Understanding the Science of Music through Software Synthesis
Mark Dal Porto, Texas Women's University
To better understand the basics of electronic music today, the study of analog synthesis is extremely helpful. Analog synthesizers are unsurpassed in being able to demonstrate basic sound synthesis. By patching together various modules of an analog synthesizer using patch cords, one can effectively learn the basic rudiments of electronic music. Through visually seeing and hearing the manipulation of sounds in an analog synthesizer, one comes to learn and better understand the "mechanics" of how electronic music works.

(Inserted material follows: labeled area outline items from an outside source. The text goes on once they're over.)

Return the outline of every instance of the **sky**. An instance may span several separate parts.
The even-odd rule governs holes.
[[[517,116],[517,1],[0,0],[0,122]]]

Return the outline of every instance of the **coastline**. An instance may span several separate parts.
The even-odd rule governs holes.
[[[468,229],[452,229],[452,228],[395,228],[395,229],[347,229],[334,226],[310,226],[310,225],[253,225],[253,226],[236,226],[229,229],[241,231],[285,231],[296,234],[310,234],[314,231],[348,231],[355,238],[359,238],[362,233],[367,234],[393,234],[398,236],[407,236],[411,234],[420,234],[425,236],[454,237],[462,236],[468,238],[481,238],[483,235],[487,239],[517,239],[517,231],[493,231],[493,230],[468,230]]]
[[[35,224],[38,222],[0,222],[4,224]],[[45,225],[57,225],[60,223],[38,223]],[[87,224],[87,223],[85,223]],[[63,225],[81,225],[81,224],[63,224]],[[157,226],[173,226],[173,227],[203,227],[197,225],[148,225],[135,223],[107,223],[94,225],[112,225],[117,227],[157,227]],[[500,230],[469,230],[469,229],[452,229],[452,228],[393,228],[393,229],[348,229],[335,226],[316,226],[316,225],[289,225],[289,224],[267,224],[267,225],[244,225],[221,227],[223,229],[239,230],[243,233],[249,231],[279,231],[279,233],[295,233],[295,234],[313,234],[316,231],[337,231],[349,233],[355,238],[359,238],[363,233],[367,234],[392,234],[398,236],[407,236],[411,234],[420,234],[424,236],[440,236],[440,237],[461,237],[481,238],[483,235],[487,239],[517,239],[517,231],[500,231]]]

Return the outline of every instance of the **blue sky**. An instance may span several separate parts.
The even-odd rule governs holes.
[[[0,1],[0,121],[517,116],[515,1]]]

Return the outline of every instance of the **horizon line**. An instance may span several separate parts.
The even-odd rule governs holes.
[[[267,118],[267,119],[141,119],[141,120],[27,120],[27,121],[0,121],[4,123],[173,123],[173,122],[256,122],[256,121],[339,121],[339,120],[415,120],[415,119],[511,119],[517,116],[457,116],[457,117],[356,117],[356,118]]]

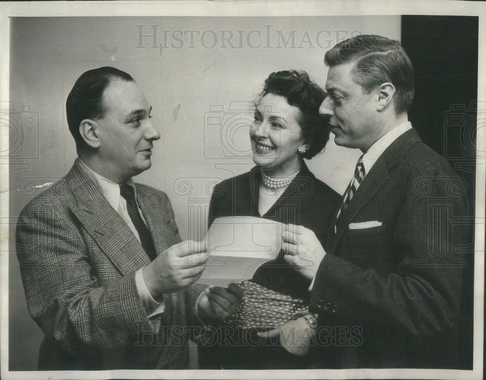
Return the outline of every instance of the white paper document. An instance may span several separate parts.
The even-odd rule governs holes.
[[[205,238],[209,258],[197,282],[226,288],[251,278],[262,264],[277,257],[285,227],[262,218],[215,219]]]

However, how might one better understand the "science" of sound and music? In discussing this "science," I am referring to the study of the close interrelationship of music, physics, acoustics, psycho-acoustics, and mathematics. In discovering more about this interrelationship, I have found that the study and application of software sound synthesis is invaluable. The study of software sound synthesis to better understand the science of sound and music is comparable to studying analog synthesizers to acquire a more precise understanding of the basics of electronic music.

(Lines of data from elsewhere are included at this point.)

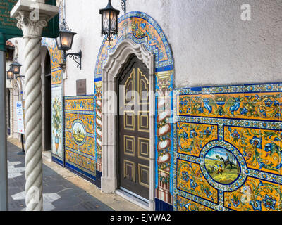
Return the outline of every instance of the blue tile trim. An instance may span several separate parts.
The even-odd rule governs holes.
[[[158,198],[155,198],[154,202],[156,204],[156,211],[173,211],[172,205],[166,203]]]

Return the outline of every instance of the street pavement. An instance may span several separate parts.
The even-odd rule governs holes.
[[[25,210],[25,155],[7,141],[8,210]],[[43,164],[43,210],[44,211],[114,211]]]

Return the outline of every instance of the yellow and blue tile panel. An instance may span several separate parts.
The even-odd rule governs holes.
[[[65,165],[96,180],[94,96],[65,97]]]
[[[281,210],[281,91],[174,91],[174,210]]]

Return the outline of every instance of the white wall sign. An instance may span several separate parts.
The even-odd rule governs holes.
[[[17,121],[18,132],[25,134],[25,125],[23,122],[23,104],[21,101],[17,101]]]

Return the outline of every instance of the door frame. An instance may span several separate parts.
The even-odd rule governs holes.
[[[144,44],[137,44],[131,39],[123,40],[110,53],[102,73],[102,171],[101,189],[105,193],[115,193],[118,187],[118,113],[117,77],[131,54],[135,54],[149,69],[149,199],[148,210],[154,210],[155,188],[155,85],[154,55]],[[115,94],[114,94],[114,91]]]

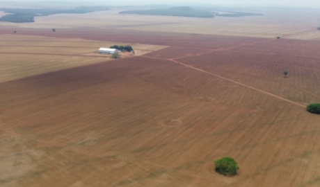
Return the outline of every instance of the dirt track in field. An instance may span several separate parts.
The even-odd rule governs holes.
[[[83,29],[54,34],[170,47],[0,83],[0,186],[319,184],[320,43]],[[222,157],[239,175],[214,172]]]

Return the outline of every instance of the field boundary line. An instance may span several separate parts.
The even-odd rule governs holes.
[[[143,56],[145,57],[147,57],[147,58],[152,58],[152,59],[157,59],[157,60],[159,60],[159,58],[154,58],[154,57],[146,57],[146,56]],[[163,60],[163,59],[162,59]],[[300,103],[296,103],[294,101],[292,101],[292,100],[288,100],[288,99],[286,99],[285,98],[282,98],[281,96],[277,96],[277,95],[275,95],[275,94],[273,94],[271,93],[269,93],[269,92],[267,92],[267,91],[263,91],[262,89],[257,89],[257,88],[255,88],[255,87],[250,87],[249,85],[247,85],[247,84],[245,84],[243,83],[241,83],[241,82],[237,82],[237,81],[235,81],[235,80],[233,80],[232,79],[229,79],[229,78],[225,78],[225,77],[223,77],[223,76],[221,76],[221,75],[216,75],[216,74],[214,74],[214,73],[210,73],[210,72],[208,72],[207,71],[205,71],[205,70],[202,70],[201,69],[198,69],[198,68],[196,68],[196,67],[194,67],[193,66],[191,66],[191,65],[187,65],[187,64],[185,64],[182,62],[180,62],[179,61],[177,61],[177,60],[175,60],[173,59],[168,59],[168,60],[169,61],[171,61],[175,64],[180,64],[180,65],[182,65],[185,67],[187,67],[187,68],[191,68],[191,69],[193,69],[194,70],[196,70],[196,71],[201,71],[202,73],[207,73],[207,74],[209,74],[209,75],[214,75],[215,77],[217,77],[217,78],[221,78],[221,79],[223,79],[223,80],[227,80],[229,82],[233,82],[234,84],[239,84],[239,85],[241,85],[241,86],[243,86],[243,87],[247,87],[247,88],[249,88],[249,89],[253,89],[253,90],[255,90],[255,91],[257,91],[260,93],[264,93],[266,95],[268,95],[268,96],[273,96],[274,98],[278,98],[278,99],[280,99],[280,100],[285,100],[285,101],[287,101],[287,102],[289,102],[290,103],[292,103],[292,104],[294,104],[296,105],[298,105],[299,107],[303,107],[305,108],[305,106],[303,105],[301,105]]]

What, however, is software sound synthesis? How can it be used today to understand and aurally demonstrate basic physical laws that govern all music? In this article, I focus in on one specific program for software sound synthesis, Csound, and explore some general concepts about this particular branch of synthesis.

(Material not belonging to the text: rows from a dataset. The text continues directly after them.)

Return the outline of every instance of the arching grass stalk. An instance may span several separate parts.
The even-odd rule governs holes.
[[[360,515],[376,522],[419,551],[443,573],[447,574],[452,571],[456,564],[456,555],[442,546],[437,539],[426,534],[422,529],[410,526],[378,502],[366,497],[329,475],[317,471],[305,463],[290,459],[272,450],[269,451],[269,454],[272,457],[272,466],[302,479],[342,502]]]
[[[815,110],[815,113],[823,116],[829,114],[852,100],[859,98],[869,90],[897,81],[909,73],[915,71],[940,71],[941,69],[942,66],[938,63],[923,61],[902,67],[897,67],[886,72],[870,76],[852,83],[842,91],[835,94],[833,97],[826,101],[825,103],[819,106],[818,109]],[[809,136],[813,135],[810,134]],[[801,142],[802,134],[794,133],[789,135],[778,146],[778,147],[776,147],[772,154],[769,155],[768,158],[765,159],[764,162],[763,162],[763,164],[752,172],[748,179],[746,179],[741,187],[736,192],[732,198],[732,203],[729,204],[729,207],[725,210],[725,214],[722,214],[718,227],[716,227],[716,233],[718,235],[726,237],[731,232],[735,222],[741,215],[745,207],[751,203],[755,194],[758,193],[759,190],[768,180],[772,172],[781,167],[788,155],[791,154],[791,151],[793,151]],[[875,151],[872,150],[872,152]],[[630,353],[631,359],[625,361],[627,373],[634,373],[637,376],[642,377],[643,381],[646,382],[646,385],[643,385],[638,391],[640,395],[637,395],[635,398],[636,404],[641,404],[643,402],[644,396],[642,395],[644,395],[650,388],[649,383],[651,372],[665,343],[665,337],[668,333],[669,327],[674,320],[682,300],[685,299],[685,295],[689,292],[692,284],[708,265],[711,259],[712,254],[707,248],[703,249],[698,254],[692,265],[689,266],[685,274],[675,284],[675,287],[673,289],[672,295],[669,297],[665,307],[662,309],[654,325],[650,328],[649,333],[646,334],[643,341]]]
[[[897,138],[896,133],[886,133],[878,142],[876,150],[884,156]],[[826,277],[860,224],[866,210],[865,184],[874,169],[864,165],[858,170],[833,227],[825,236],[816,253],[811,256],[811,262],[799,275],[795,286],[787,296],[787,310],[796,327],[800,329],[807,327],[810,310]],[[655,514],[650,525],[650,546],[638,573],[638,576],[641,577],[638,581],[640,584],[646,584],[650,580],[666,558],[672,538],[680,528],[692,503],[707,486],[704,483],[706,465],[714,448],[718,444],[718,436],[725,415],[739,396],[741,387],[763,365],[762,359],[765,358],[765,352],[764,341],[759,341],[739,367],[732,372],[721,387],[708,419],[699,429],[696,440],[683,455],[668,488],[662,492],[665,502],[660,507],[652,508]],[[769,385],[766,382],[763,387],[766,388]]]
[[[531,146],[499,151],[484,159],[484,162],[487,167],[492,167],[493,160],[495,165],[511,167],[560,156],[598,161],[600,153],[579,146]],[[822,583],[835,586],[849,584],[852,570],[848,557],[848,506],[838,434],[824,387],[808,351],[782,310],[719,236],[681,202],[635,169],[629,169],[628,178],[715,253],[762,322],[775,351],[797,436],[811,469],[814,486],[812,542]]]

What Software Sound Synthesis Is
Software sound synthesis is a programming language designed to synthesize or create sound. It gives you all of today's digital synthesis and signal processing techniques and allows you to use them in any combination. It provides you with an unlimited number of individually controllable voices and is, in essence, the equivalent of hundreds of MIDI synthesizers. These software programs provide a means to design digital instruments using sound-producing and processing modules called "unit generators." These "unit generators" include oscillators, reverbs, delay lines, filters, and MIDI controllers. Instruments are created by "patching" together a series of these generators and assigning them whatever values are desired. The user is given the ability to manipulate these instruments with extreme precision. An accompanying musical score is written by the user in the form of a "note" or "event list," which specifies when and what notes each instrument is to play. When the instruments "play" the score, the program generates a series of discrete numbers which constitutes a digital representation of the sound (i.e., the samples), which it stores in "soundfiles." These soundfiles can then be sent to a digital-to-analog converter for playback. This converter transforms the digital sequence of numbers into corresponding analog voltages so that loudspeakers can playback the soundfile.
The first software languages for sound synthesis date back to the set of programs named Music 1 through Music 5 (Roads, 1983). They were written by Max Mathews at AT&T Bell Laboratories in the late 1950s and 1960s. Numerous descendants followed, adapting the basic model to new software technologies and new generations of computers. At present, three software sound synthesis packages are widely used in the research community: cmix, cmusic, and Csound (Pope, 1993). The Csound language has been chosen here above the cmix or cmusic languages for practical reasons. It is widely distributed by several Internet hosts and runs on many different computing platforms (see Appendix, page 11). The "c" beginning for these software packages indicates that all three are based on the "C" computer language.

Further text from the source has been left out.